Las mentiras, los engaños, los duplicados, las falsedades, las falsificaciones desbaratan los fundamentos que sostienen y articulan el mundo y las comunidades. Nada es lo que parece. Navegamos en un mar de dudas. Y nos perdemos en cavilaciones, incapaces de avanzar. Los seres ya no existen. El mundo se puebla de meras apariencias, inconsistentes, tras las cuales no hay nada: hay la nada, el vacío en el que corremos el peligro de hundirnos.
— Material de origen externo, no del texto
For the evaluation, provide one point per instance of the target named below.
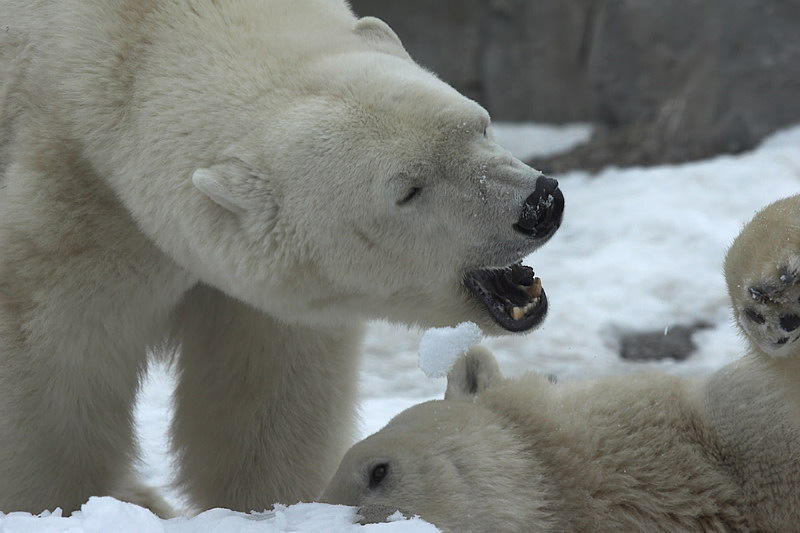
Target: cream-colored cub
(648, 453)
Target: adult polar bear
(245, 180)
(651, 453)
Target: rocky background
(663, 80)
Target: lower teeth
(518, 313)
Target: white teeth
(518, 313)
(534, 290)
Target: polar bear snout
(542, 211)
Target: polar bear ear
(472, 374)
(378, 33)
(234, 186)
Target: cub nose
(542, 211)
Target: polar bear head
(449, 461)
(363, 184)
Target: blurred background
(663, 81)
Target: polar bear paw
(770, 314)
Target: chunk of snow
(440, 348)
(101, 515)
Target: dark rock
(445, 36)
(534, 60)
(377, 514)
(674, 343)
(667, 80)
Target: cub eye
(378, 474)
(410, 195)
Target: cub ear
(378, 33)
(472, 374)
(235, 187)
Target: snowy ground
(640, 249)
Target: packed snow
(640, 249)
(440, 348)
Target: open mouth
(513, 295)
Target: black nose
(542, 211)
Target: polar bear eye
(412, 192)
(378, 474)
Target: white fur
(220, 178)
(648, 453)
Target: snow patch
(102, 515)
(440, 348)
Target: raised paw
(769, 312)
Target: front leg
(762, 270)
(264, 410)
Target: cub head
(449, 461)
(378, 190)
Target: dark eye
(410, 195)
(378, 474)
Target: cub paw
(770, 312)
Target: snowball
(440, 348)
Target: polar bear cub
(650, 453)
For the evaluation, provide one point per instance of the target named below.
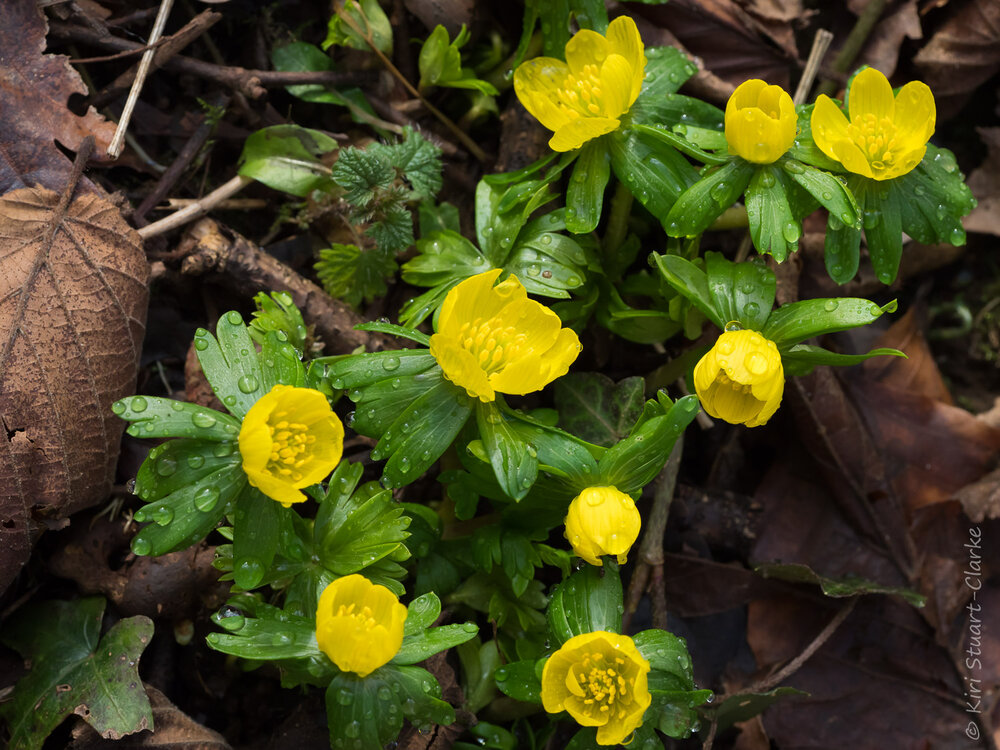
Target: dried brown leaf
(34, 91)
(965, 51)
(173, 730)
(72, 317)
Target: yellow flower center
(363, 617)
(580, 96)
(289, 440)
(876, 138)
(602, 683)
(493, 347)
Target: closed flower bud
(602, 521)
(600, 679)
(290, 439)
(359, 624)
(493, 338)
(741, 379)
(760, 122)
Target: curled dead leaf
(72, 316)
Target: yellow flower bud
(760, 122)
(290, 439)
(741, 379)
(886, 136)
(584, 97)
(602, 521)
(359, 624)
(493, 338)
(600, 679)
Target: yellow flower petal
(871, 93)
(623, 39)
(595, 663)
(885, 137)
(760, 122)
(359, 624)
(537, 84)
(741, 379)
(586, 48)
(492, 338)
(585, 97)
(290, 439)
(573, 135)
(602, 521)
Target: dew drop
(248, 384)
(206, 499)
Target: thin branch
(115, 147)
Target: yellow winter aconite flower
(602, 521)
(359, 624)
(585, 96)
(600, 680)
(290, 439)
(741, 379)
(493, 338)
(886, 135)
(760, 121)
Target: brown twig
(145, 66)
(186, 155)
(242, 266)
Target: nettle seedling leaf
(595, 408)
(288, 158)
(351, 274)
(71, 672)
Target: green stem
(621, 208)
(855, 41)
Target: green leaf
(590, 599)
(635, 461)
(72, 673)
(842, 250)
(802, 358)
(655, 173)
(351, 274)
(368, 18)
(743, 706)
(742, 292)
(360, 172)
(836, 587)
(519, 681)
(934, 197)
(883, 222)
(257, 526)
(422, 433)
(699, 205)
(421, 613)
(773, 227)
(358, 530)
(362, 712)
(187, 505)
(433, 640)
(288, 158)
(596, 409)
(585, 195)
(691, 282)
(803, 320)
(514, 461)
(831, 193)
(231, 363)
(153, 417)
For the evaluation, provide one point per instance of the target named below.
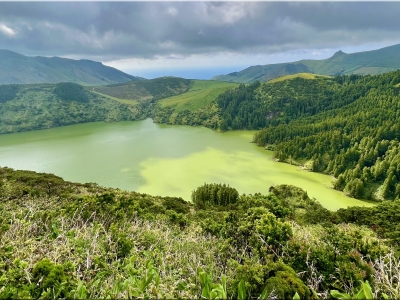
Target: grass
(199, 95)
(298, 75)
(123, 101)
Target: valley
(182, 188)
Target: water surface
(159, 159)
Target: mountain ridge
(17, 68)
(340, 63)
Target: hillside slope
(146, 90)
(193, 107)
(67, 240)
(19, 69)
(368, 62)
(40, 106)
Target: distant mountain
(20, 69)
(146, 90)
(370, 62)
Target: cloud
(7, 30)
(110, 31)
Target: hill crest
(340, 63)
(17, 68)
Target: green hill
(19, 69)
(39, 106)
(346, 126)
(368, 62)
(146, 90)
(192, 107)
(68, 240)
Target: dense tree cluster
(214, 194)
(86, 241)
(37, 107)
(70, 91)
(358, 143)
(8, 92)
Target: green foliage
(270, 279)
(370, 62)
(146, 90)
(214, 194)
(364, 292)
(8, 92)
(69, 91)
(348, 129)
(49, 280)
(20, 69)
(210, 290)
(46, 105)
(106, 243)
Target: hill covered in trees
(40, 106)
(20, 69)
(146, 90)
(348, 126)
(62, 239)
(369, 62)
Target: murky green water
(159, 159)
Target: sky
(196, 39)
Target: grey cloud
(109, 30)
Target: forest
(346, 126)
(70, 240)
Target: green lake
(160, 159)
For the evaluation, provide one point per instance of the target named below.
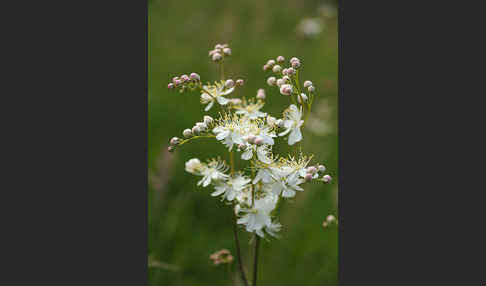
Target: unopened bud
(308, 177)
(307, 83)
(259, 141)
(326, 178)
(195, 130)
(187, 133)
(208, 119)
(216, 57)
(227, 51)
(271, 81)
(174, 141)
(195, 76)
(312, 170)
(229, 83)
(261, 94)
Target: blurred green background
(186, 224)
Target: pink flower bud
(312, 170)
(187, 133)
(227, 51)
(216, 57)
(326, 178)
(258, 141)
(271, 81)
(174, 141)
(308, 177)
(195, 76)
(229, 83)
(307, 83)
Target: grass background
(186, 225)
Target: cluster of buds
(222, 256)
(200, 128)
(184, 81)
(313, 172)
(330, 219)
(219, 52)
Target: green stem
(255, 261)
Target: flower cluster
(255, 192)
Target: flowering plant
(255, 192)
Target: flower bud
(307, 83)
(208, 119)
(187, 133)
(227, 51)
(276, 69)
(241, 147)
(216, 57)
(195, 76)
(326, 178)
(271, 81)
(261, 94)
(259, 141)
(312, 170)
(235, 101)
(308, 177)
(201, 126)
(250, 138)
(195, 130)
(229, 83)
(286, 89)
(290, 71)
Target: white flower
(251, 111)
(292, 124)
(232, 187)
(258, 217)
(287, 181)
(214, 171)
(213, 93)
(195, 167)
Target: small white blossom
(292, 124)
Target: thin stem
(238, 255)
(255, 261)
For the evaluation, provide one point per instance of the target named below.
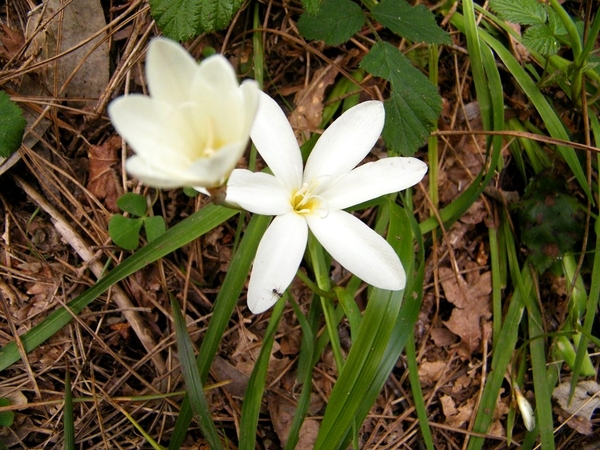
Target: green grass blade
(257, 382)
(69, 417)
(369, 352)
(225, 302)
(184, 232)
(415, 387)
(503, 348)
(551, 119)
(191, 376)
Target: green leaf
(125, 232)
(192, 378)
(335, 23)
(414, 23)
(176, 18)
(12, 126)
(311, 6)
(154, 226)
(6, 417)
(215, 14)
(540, 39)
(194, 226)
(524, 12)
(414, 104)
(134, 204)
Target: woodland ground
(71, 172)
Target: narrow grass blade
(257, 382)
(69, 416)
(191, 376)
(225, 302)
(415, 387)
(184, 232)
(369, 351)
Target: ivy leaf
(524, 12)
(540, 39)
(176, 18)
(125, 232)
(183, 19)
(414, 104)
(12, 126)
(154, 226)
(216, 14)
(134, 204)
(414, 23)
(335, 23)
(311, 6)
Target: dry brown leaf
(282, 413)
(103, 181)
(463, 414)
(309, 102)
(430, 372)
(472, 304)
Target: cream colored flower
(315, 197)
(194, 126)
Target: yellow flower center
(305, 201)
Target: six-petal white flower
(194, 126)
(315, 199)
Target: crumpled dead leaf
(103, 181)
(586, 399)
(472, 304)
(309, 101)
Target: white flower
(194, 126)
(316, 198)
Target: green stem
(322, 276)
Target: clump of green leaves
(125, 231)
(414, 103)
(543, 28)
(12, 126)
(551, 220)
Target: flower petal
(170, 71)
(276, 143)
(359, 249)
(258, 192)
(277, 260)
(143, 123)
(373, 180)
(346, 141)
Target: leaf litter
(454, 323)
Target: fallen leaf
(309, 101)
(103, 181)
(472, 304)
(430, 372)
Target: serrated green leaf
(414, 23)
(311, 6)
(154, 226)
(12, 126)
(133, 204)
(177, 19)
(6, 417)
(335, 23)
(125, 232)
(524, 12)
(215, 14)
(540, 39)
(414, 104)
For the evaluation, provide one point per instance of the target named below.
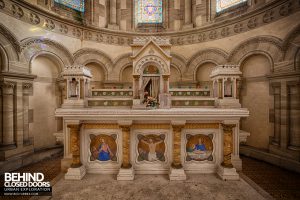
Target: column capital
(74, 126)
(8, 87)
(177, 128)
(125, 128)
(26, 87)
(228, 127)
(136, 76)
(166, 77)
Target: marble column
(136, 79)
(113, 15)
(8, 114)
(177, 146)
(126, 147)
(188, 12)
(26, 90)
(188, 15)
(77, 171)
(177, 172)
(220, 82)
(227, 144)
(75, 144)
(166, 83)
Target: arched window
(148, 11)
(74, 4)
(225, 4)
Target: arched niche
(202, 75)
(151, 80)
(98, 75)
(175, 76)
(255, 95)
(46, 98)
(126, 76)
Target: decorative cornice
(265, 15)
(9, 35)
(151, 126)
(100, 126)
(202, 126)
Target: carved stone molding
(100, 126)
(151, 126)
(202, 126)
(269, 13)
(151, 59)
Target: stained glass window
(148, 11)
(224, 4)
(74, 4)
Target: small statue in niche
(103, 147)
(73, 88)
(151, 148)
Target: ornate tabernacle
(156, 129)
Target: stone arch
(31, 47)
(122, 71)
(152, 59)
(9, 47)
(52, 56)
(290, 47)
(121, 63)
(100, 64)
(198, 67)
(88, 55)
(214, 55)
(267, 45)
(258, 52)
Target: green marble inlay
(191, 93)
(183, 103)
(110, 103)
(112, 93)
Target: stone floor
(279, 183)
(156, 187)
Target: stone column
(177, 172)
(226, 171)
(177, 146)
(126, 147)
(238, 88)
(26, 90)
(113, 15)
(77, 170)
(8, 114)
(136, 79)
(75, 144)
(166, 83)
(126, 172)
(220, 82)
(188, 12)
(227, 144)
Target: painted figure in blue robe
(199, 147)
(105, 153)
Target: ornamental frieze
(218, 30)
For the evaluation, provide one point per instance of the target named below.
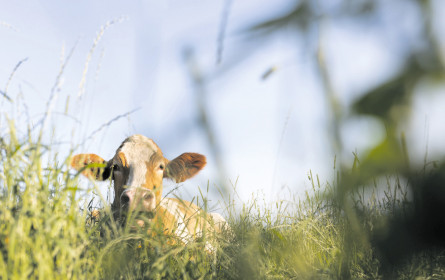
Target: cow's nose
(125, 199)
(138, 198)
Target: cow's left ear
(91, 166)
(184, 167)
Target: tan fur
(174, 216)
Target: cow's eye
(116, 167)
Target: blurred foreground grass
(328, 234)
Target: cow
(138, 169)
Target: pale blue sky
(271, 132)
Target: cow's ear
(184, 167)
(92, 166)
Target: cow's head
(137, 170)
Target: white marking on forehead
(138, 150)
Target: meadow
(356, 227)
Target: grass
(45, 234)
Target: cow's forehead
(138, 148)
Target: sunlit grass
(48, 232)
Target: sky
(117, 58)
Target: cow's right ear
(92, 166)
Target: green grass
(45, 234)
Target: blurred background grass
(379, 217)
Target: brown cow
(137, 169)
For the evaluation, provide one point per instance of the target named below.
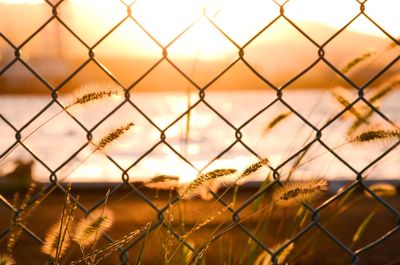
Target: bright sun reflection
(239, 19)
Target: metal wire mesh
(202, 91)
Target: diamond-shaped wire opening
(387, 19)
(264, 133)
(383, 252)
(27, 242)
(316, 247)
(54, 53)
(168, 107)
(209, 135)
(6, 54)
(250, 94)
(130, 146)
(162, 161)
(324, 99)
(320, 21)
(104, 107)
(202, 52)
(358, 154)
(7, 135)
(163, 246)
(89, 21)
(19, 79)
(172, 17)
(370, 220)
(128, 52)
(371, 58)
(61, 133)
(91, 75)
(241, 22)
(280, 52)
(19, 21)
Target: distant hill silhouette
(278, 57)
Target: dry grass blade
(254, 168)
(93, 226)
(58, 239)
(6, 260)
(369, 136)
(382, 92)
(297, 192)
(278, 119)
(359, 122)
(265, 258)
(21, 218)
(345, 103)
(207, 180)
(382, 190)
(163, 182)
(350, 65)
(94, 92)
(109, 249)
(112, 136)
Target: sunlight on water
(209, 137)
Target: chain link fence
(237, 130)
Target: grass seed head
(6, 260)
(94, 92)
(254, 167)
(350, 65)
(52, 241)
(163, 182)
(378, 135)
(382, 190)
(112, 136)
(297, 192)
(210, 180)
(89, 229)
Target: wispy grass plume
(94, 92)
(163, 182)
(21, 217)
(278, 119)
(297, 192)
(265, 258)
(383, 91)
(378, 135)
(253, 168)
(6, 260)
(206, 180)
(58, 238)
(54, 244)
(382, 190)
(98, 255)
(93, 226)
(350, 65)
(112, 136)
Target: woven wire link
(202, 90)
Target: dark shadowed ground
(272, 227)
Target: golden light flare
(239, 19)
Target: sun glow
(186, 28)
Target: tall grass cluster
(74, 234)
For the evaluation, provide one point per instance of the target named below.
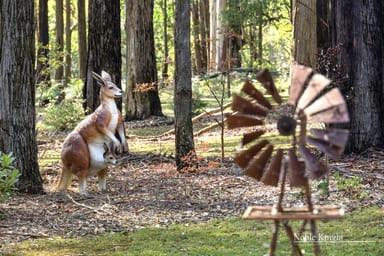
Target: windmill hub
(286, 125)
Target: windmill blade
(249, 89)
(272, 174)
(325, 147)
(298, 82)
(334, 136)
(296, 170)
(316, 85)
(245, 106)
(265, 78)
(314, 168)
(256, 167)
(249, 137)
(242, 120)
(334, 114)
(244, 157)
(330, 108)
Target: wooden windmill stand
(309, 99)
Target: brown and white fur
(84, 148)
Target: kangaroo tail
(65, 179)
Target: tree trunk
(184, 143)
(304, 32)
(218, 46)
(359, 27)
(17, 103)
(59, 74)
(197, 37)
(204, 33)
(104, 48)
(68, 36)
(141, 62)
(212, 35)
(42, 69)
(323, 32)
(82, 38)
(165, 43)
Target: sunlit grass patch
(359, 233)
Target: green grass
(360, 233)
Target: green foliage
(323, 187)
(230, 236)
(9, 176)
(273, 17)
(69, 112)
(65, 115)
(352, 187)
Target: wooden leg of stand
(295, 246)
(275, 230)
(316, 245)
(302, 229)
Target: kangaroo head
(109, 155)
(108, 88)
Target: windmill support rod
(275, 231)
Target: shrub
(65, 115)
(9, 176)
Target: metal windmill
(311, 100)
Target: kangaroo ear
(98, 78)
(106, 148)
(106, 76)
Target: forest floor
(145, 190)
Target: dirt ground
(145, 191)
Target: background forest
(179, 62)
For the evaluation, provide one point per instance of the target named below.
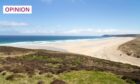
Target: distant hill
(45, 61)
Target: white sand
(104, 49)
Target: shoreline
(102, 48)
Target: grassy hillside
(60, 64)
(74, 77)
(132, 48)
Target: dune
(102, 48)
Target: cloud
(9, 24)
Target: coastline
(102, 48)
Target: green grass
(41, 58)
(74, 77)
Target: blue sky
(72, 17)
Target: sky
(72, 17)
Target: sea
(43, 39)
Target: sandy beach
(103, 48)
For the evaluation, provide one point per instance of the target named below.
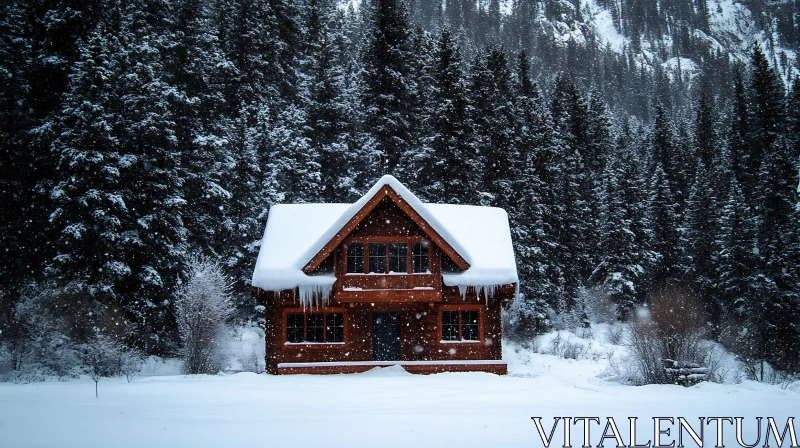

Una falsificación, en el arte, desbarata los criterios con los que juzgamos las obras de arte, porque no sabemos qué tenemos delante. Las falsificaciones nos confunden y nos llevan a errar. Nuestra comprensión del mundo se derrumba. El mundo se vuelve incierto, enigmático, incomprensible, amenazador. Una falsificación es una amenaza, porque nos impide relacionarnos sin miedo con un entorno que no podemos entender, un entorno del que sospechamos no sólo sus intenciones sino su mera existencia. La falsificación es destructiva, es lo que se opone a la creación.
Y el gran falsificador, como bien sabemos, era el ángel caído, el diablo, empeñado en derribar el mundo y confundir a los humanos llevándolos al error, las falsas creencias, la muerte. La falsificación es el problema metafísico por excelencia porque se opone y contradice el ser, el fundamento del mundo.